Pinkelman implored the governor to find a fix with lawmakers for all counties in the state.
“Please get us a balanced budget, because it’s not only us, its every other county north, south, east, and west,” Pinkelman said. “She’s making us all suffer.”
Compo said the county would be forced to lay off employees as soon as January if the funding is not restored.
In a statement recently released by VanderWall, he squarely put the ball over the budget debacle in Whitmer’s court.
“Whitmer has stated that it is her desire to restore many of these mean-spirited cuts, but talk is cheap,” VanderWall said. “She has given the Legislature no assurance that she will not again use an administrative board to transfer funding – and in the process using those among us with the greatest needs as pawns in her political game.”
Rendon also released a terse statement after the budget cuts were made.
“We’re starting to see a familiar trend with Gov.

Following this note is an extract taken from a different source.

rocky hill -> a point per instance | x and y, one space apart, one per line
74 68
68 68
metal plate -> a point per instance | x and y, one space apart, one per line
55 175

Whitmer – a lot of double-speak and no action,” Rendon said. “Remember, in the governor’s perfect world, it’s only good enough if she can drain the pocketbooks of Michigan’s taxpayers. The Legislature provided the governor with a responsible budget without tax increases reflecting the priorities of every community across the state. The governor’s vetoes are broken promises, and the people of Michigan deserve better.”
Grayling Charter Township Supervisor Lacey Stephan III said he will continue to be in contact with Whitmer’s staff. He said the Grayling Fire Department, which is operated by the township and the City of Grayling, stands to lose $200,000 if the budget cuts are not restored.
“I’m not going to let off,” he said. “I’m going to keep pressuring and we’ll see what happens.”
County Commissioner Phil Lewis requested that the letter should be sent to all 83 counties in the state to get them on board to address the state budget.